Hi Lubov,
thank you for using qsea, for your interest, and for your excellent questions.
1) The idea is to compute CNVs from (MeDIP or MBD) enriched reads for large windows, typically 1-2 MB. For this analysis only read fragments without any CpGs are considered. If there are not sufficient reads for a region of that size, no CNVs are calculated for this window. These regions appear gray in the CNV plot.
2) In order to estimate the average number of CpGs per fragment within a genomic window of length l_wd, I assume that a fragment may be centered at each genomic position with equal probability. In the (simpler) case of a fixed fragment length l_f (e.g. sd of fragment length is set to 0), each CpG is contained in exactly l_f potential fragments (Figure A). As fragments are assigned uniquely to the window containing its center position, each window is covered by l_wd potential fragments. The CpG density is the average number of CpGs in each of these potential fragments. By this definition CpGs in the l_f / 2 neighborhood of window also have an impact on the CpG density of that window.
If fragment length sd is set >0, the fragment length is modeled with a gaussian distribution (with tails cut at mean +/-3 sd). This way CpGs further away may also influence the local CpG density (Figure B and C).
Figure: CpG density estimation.
(A) Fraction of fragments assigned to genomic window containing CpG, assuming fixed fragment size of 200 bases. Horizontal bars represent potential sequencing fragments, orange bars are assigned to the window of interest; every 10 th fragment is depicted. A CpG at the center position of the window is contained in 200 of the 250 potential fragments of the window (80%). (B) Probability that a CpG is contained in a fragment with expected length 200, dependent on the distance to the fragment center, for different standard derivations. (C) Fraction of fragments assigned to genomic window containing CpG, assuming normally distributed fragment length with mean of 200 bases and different standard derivations.

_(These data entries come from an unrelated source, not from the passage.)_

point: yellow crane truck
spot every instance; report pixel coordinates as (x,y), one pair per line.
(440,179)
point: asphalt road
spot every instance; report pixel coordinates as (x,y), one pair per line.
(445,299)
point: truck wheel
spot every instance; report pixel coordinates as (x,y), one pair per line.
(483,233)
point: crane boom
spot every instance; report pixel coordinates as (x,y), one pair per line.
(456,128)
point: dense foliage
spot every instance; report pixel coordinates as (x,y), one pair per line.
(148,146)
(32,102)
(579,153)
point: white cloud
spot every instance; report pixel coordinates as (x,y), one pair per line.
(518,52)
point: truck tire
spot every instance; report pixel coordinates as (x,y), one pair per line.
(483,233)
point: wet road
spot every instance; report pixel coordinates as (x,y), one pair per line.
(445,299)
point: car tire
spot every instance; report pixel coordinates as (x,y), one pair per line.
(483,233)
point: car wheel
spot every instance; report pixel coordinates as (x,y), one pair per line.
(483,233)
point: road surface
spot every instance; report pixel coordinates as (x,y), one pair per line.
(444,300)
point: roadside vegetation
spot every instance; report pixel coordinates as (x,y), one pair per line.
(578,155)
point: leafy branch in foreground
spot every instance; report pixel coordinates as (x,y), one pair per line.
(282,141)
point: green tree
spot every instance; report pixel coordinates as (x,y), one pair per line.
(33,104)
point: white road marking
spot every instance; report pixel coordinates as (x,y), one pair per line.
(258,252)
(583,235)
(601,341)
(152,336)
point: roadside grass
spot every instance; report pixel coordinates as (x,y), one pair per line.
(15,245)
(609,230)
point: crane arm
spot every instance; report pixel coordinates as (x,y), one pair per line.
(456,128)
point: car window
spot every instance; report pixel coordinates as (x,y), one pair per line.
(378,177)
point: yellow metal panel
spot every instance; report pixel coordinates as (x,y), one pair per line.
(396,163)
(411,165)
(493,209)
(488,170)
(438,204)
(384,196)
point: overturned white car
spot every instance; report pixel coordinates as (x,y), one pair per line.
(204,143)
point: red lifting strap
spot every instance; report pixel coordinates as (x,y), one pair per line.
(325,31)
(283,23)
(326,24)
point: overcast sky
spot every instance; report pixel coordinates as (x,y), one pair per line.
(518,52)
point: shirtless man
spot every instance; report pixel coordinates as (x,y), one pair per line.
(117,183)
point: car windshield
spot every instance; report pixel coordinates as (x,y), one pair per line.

3) getOffset returns the currently specified "background reads" of the samples. The efficiency of the MeDIP enrichment step is highly variable and can range from 25 to >100 fold. As a result, the fraction of "original" input fragments within the MeDIP enriched sample typically varies between 2% and 40%. This fraction of input fragments is the cause of the observation of methylation independent "background reads". In order to correctly compensate for the background reads, the sample specific offset parameter must be estimated. For this purpose, I make use of regions that lack CpG dinucleotides, and which should therefore show no MeDIP enrichment. The average number of fragments covering these CpG absent windows relative to the overall average number of fragments provides an estimate for the fraction of background reads. This method is implemented in the 'addOffset' function. If the result varies more than expected between samples, maybe the method is not appropriate in your specific case. You can set your own offset estimate by specifying the offset parameter in 'addOffset', see ?addOffset. However, maybe experimental conditions and/or sample quality does vary between samples. You may also want to consider discarding the samples with high offset fraction, as it indicates poor enrichment.
4) Fold changes are maximum likelihood estimates, computed by the GLM algorithm. Further, 'psydocounts' are added to avoid division by zero. This explains the difference in the rpm normalization. For the beta normalization, the GLM does actually not apply the transformation, but uses the scaling factors only, so it the result cannot be interpreted as a logFC of beta values. In my experience, the difference of beta values (e.g. % methylation) is more meaningful.
5) These tasks are performed with the makeTable function, see ?makeTable. If you have any specific questions, let me know.
Best, Matthias
Matthias, thank you very much for your answers! I will add more questions later.